九月九日に菊の酒を呑事(九月)
問
菊の酒呑は何より起こったのか
答
まず、今日を重陽というのは月と日と九曜の数がかなうから重陽というのである。
また、菊を用いるということは『世風記』という書に見える。
費長房という仙人が汝南の桓景という人に、
「9月9日におまえの家には災いが起こるだろう。グミ(またはカワハジカミ)の袋を縫ってそれをひじにかけて、山に登って菊酒を呑めば災いが消えるであろう」
と言ったので、桓景はその日になって教えられたとおりにすると、身に災いなく、家の鶏、犬、羊がことごとく死んでいたのである。
この様な効能によってであろうか、昔は内裏で重陽の宴といってグミ(またはカワハジカミ)の袋を帳にかけて群臣に菊酒を賜ったそうである。
また後光明峯寺の御抄には、9月9日は寒い季節と温かい季節の境のときで、身肉にわかれるのである。この時酒を呑めば病にかからない。そして、この日から酒を燗するのである。
寒温の二気が大きく変化する日であるので必ず病が起こるのである。だから針灸もこの日はみな肉別をして行うのである。

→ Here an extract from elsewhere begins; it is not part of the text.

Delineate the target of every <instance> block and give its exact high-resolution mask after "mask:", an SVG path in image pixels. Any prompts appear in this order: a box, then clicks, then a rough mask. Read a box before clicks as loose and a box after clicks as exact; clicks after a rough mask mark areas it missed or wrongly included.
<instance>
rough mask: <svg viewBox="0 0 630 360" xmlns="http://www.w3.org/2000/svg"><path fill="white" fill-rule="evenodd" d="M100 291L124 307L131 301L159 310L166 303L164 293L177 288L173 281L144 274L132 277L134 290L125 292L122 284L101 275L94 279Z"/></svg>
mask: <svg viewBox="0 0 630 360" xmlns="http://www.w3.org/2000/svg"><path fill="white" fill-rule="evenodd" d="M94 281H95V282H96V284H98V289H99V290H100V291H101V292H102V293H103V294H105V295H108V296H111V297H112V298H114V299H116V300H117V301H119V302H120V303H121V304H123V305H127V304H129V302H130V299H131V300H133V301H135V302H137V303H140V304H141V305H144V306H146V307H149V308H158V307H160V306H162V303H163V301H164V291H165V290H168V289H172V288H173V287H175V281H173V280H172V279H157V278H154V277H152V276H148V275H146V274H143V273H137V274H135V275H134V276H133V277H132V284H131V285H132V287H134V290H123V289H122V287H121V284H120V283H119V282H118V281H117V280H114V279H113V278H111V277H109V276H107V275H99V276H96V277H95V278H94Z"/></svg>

また、菊を用いるということは、魏の文帝が御誕生のときに紫の雲が殿上にかかって尋常ではなかった。そうして七歳にして即位されたのである。そのころは天下の生き物の寿命が十五年を超えることはなかった。帝が15歳にだんだん近づいていった時、お嘆きになって歩くこともされなかった。その時穀粗という仙人が菊園から菊の花を折って9月9日に持って来て帝に献上したところ、帝はこれを召し上がって寿命は70歳まで保たれた、というようなことが載せられている。

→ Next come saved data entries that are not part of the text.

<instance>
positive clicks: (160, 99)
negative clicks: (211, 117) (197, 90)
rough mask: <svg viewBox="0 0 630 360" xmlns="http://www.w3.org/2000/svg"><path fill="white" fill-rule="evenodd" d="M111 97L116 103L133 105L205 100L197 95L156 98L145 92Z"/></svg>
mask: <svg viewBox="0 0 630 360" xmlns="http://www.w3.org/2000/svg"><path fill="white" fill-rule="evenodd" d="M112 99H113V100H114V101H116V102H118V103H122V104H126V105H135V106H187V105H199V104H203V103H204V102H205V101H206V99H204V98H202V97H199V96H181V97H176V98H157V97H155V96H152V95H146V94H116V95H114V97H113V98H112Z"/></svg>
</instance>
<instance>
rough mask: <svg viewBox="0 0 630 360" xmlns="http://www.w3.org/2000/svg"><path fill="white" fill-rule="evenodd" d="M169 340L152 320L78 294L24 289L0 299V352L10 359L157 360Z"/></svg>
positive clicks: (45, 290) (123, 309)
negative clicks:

また、『世風記』には、漢の武帝という御門の菊酒を飲んで長寿を得たということがあった。と書かれてある
また、菊にわたきをすることはいつの頃より始まったかは見当たらない。ただ、菊を賞玩するあまりに霜を防ごうとする気持ちからそうやっているのだと思っている。

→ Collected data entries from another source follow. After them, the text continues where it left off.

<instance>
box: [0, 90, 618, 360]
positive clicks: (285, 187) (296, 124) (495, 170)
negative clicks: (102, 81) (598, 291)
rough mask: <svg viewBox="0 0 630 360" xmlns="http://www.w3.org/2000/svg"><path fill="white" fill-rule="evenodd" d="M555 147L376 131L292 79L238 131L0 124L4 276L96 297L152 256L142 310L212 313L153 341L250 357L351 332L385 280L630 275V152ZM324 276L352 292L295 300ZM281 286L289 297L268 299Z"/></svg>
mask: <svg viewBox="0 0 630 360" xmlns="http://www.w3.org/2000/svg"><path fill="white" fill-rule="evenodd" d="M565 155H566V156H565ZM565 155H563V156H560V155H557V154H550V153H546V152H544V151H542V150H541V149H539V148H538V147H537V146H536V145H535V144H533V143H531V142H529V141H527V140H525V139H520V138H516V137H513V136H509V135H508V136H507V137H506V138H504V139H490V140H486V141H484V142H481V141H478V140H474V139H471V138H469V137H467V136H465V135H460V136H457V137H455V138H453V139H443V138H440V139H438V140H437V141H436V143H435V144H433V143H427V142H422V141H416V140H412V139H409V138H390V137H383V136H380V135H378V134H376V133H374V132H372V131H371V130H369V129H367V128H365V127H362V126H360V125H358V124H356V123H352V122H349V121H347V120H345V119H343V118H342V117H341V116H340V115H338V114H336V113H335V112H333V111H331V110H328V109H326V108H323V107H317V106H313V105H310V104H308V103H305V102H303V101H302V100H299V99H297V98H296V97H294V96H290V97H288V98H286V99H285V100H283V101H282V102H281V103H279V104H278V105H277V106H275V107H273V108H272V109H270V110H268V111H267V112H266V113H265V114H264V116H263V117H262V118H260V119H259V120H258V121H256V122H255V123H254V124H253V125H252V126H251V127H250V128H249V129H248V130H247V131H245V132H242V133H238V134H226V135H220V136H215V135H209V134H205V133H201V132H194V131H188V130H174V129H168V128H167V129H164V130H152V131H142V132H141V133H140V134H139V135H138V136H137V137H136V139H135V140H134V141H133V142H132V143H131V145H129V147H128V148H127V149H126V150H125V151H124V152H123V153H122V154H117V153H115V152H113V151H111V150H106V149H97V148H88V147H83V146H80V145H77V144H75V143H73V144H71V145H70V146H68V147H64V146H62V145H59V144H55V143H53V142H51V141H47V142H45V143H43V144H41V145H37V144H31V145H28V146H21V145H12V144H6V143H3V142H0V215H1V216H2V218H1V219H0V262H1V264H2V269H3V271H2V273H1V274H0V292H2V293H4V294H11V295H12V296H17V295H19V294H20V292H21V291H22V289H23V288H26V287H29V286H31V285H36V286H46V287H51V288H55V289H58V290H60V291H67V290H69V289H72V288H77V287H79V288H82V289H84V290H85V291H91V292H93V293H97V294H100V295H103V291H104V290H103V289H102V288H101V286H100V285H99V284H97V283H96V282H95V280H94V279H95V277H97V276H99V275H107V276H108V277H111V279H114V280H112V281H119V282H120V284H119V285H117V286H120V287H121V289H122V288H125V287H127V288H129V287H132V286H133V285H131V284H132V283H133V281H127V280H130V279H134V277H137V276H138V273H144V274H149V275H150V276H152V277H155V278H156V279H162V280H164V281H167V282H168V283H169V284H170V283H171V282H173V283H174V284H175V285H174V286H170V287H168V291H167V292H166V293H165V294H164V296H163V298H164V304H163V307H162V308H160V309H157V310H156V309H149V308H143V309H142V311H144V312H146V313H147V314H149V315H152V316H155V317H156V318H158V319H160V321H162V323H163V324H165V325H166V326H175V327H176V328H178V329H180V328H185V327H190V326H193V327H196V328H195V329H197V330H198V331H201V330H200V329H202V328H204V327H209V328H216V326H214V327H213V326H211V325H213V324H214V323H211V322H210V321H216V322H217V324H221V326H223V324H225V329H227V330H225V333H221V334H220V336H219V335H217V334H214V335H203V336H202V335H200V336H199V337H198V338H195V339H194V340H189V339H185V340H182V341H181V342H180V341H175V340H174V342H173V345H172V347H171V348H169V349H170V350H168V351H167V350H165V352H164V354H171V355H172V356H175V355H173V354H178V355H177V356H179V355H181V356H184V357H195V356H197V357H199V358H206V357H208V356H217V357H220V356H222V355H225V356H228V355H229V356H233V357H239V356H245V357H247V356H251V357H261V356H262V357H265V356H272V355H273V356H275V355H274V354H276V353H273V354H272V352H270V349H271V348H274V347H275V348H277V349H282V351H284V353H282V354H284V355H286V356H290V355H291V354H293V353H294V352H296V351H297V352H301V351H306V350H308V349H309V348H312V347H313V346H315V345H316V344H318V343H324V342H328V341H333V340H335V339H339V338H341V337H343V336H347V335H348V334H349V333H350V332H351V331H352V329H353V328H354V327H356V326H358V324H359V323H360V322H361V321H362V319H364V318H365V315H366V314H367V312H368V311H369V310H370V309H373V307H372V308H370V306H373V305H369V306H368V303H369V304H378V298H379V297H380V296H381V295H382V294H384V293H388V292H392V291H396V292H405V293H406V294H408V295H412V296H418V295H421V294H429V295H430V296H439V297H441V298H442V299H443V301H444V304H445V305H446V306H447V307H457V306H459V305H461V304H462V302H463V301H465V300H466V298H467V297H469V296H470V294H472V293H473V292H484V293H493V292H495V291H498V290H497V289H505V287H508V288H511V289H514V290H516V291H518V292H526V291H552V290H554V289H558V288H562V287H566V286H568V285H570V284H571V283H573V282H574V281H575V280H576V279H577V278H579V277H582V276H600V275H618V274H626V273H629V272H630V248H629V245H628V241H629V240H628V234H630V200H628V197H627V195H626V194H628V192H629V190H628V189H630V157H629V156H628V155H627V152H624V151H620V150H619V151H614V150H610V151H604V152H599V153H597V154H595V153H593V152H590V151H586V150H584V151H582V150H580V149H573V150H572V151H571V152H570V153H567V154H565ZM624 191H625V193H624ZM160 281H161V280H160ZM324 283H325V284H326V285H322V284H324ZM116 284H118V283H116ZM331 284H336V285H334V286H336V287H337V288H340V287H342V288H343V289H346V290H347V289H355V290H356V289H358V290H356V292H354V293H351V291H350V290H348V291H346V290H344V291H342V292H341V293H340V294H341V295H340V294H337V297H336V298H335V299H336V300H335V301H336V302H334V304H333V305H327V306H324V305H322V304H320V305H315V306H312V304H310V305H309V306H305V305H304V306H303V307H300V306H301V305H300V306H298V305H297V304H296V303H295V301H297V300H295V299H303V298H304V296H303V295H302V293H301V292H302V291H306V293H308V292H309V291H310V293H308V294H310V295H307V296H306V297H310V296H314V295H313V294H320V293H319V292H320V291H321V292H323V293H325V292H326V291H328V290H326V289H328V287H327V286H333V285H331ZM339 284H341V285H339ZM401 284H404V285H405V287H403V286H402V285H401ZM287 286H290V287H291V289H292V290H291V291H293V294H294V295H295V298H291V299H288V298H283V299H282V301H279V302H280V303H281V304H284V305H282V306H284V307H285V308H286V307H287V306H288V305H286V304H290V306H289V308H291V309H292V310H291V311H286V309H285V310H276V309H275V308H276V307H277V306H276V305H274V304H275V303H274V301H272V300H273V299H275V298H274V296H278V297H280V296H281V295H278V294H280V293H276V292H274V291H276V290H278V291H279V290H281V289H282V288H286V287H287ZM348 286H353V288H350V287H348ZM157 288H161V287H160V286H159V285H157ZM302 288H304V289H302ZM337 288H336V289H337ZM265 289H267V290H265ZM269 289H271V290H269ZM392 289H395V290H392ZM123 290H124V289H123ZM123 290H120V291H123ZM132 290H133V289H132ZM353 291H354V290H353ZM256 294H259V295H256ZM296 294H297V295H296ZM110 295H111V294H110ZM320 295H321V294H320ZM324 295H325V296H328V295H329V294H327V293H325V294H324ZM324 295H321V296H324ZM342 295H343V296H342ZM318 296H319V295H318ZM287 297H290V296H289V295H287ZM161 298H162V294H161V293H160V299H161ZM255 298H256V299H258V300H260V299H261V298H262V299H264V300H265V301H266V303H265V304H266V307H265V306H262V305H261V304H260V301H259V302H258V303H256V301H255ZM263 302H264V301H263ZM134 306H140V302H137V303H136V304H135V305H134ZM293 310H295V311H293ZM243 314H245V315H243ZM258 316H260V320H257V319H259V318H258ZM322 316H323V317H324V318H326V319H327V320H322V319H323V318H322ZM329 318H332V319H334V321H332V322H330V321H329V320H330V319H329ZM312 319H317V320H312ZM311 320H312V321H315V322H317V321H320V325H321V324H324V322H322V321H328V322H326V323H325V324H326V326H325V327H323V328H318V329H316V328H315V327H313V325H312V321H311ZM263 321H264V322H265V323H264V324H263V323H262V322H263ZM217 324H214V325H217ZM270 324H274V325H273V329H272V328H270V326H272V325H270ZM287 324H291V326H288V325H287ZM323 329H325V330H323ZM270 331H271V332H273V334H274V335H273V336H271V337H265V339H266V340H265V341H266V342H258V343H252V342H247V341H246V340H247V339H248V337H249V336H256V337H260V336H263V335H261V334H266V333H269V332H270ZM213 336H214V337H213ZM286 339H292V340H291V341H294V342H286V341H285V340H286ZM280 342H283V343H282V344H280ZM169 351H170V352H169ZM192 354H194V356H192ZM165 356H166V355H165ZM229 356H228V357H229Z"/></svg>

1月1日(元旦)3月3日(桃の節句)5月5日(端午の節句)7月7日(七夕)、そしてこの9月9日の重陽と、奇数が重なる日は何か特別な意味を持っていたと考えられますね。奇数という字自体、「奇(くす)しき数」つまり神秘的な、不思議な数という意味を持っています。さて、9月は旧暦では晩秋にあたります。季節の変わり目は体調を崩しがち。昔の人も一緒だったようですね。皆さんも風邪など召されぬよう、上のように熱燗で一杯やるってのもいいものかもしれませんね。